Even as the parties resumed national unity talks in Ethiopia mediated by the Intergovernmental Authority on Development, or IGAD, government troops and opposition forces loyal to the former vice president clashed again in Upper Nile state, leaving almost 200 dead.

U.S. officials taking part in the U.N. meeting told participants that the fighting has driven 1.8 million people – close to 20 percent of the population – from their homes, almost half a million of them into refugee camps in neighboring nations. Some 40 percent of South Sudanese are in need of food assistance, all in a man-made disaster that can only be settled through inclusive peace talks, not on the battlefield.

Ambassador Donald Booth is U.S. Special Envoy to Sudan and South Sudan.

“We urge everyone who has been party to the talks to date, whether of the political parties, civil society, the religious community, to be allowed to continue to participate in the negotiations.”

Fighting erupted in December 2013 when a political dispute within the country’s ruling party, the Sudan People’s Liberation Movement, turned violent. Political conflict erupted into inter-communal fighting, with a cost of more than ten thousand lives.

The United States and international community are putting pressure on the warring parties in other ways, as well. The United States has imposed sanctions on individuals from both sides of the conflict who are responsible for gross violations of human rights or violations of the cessation of hostilities agreement. More may be imposed.
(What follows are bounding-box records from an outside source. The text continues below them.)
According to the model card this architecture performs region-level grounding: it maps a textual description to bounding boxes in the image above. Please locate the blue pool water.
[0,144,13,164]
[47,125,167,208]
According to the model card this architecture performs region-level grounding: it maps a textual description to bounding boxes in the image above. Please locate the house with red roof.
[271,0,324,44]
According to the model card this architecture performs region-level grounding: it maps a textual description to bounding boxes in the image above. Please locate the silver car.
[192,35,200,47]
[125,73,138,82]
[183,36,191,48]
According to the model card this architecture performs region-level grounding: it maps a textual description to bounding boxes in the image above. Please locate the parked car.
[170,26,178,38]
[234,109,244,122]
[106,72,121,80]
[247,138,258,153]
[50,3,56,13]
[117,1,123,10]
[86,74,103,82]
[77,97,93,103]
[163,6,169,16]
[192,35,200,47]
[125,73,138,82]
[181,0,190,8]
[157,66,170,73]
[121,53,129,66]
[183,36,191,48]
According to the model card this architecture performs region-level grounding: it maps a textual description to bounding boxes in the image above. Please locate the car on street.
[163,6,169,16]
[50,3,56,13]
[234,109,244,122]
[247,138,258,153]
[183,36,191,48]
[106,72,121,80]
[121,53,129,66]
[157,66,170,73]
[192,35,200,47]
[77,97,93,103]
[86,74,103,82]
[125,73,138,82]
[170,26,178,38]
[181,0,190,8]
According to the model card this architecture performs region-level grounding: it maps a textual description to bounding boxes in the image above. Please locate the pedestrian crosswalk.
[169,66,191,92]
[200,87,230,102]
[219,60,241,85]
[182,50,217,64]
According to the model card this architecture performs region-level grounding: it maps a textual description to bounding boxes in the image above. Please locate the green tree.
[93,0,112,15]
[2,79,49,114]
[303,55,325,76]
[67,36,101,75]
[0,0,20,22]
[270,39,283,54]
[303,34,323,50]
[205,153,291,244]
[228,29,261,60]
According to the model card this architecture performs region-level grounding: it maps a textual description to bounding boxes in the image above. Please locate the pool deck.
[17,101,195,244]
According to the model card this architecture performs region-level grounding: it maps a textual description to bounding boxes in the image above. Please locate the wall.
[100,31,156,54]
Again, Ambassador Booth:

“We will continue to work with our Troika partners and IGAD in other ways for increasing the costs of continuing the conflict, as a way of pressuring the parties to negotiate seriously.”

The United States is fully supportive of the IGAD mediation effort and stands with the people of South Sudan. President Salva Kiir and Riek Machar must assume their responsibilities to prevent further needless suffering.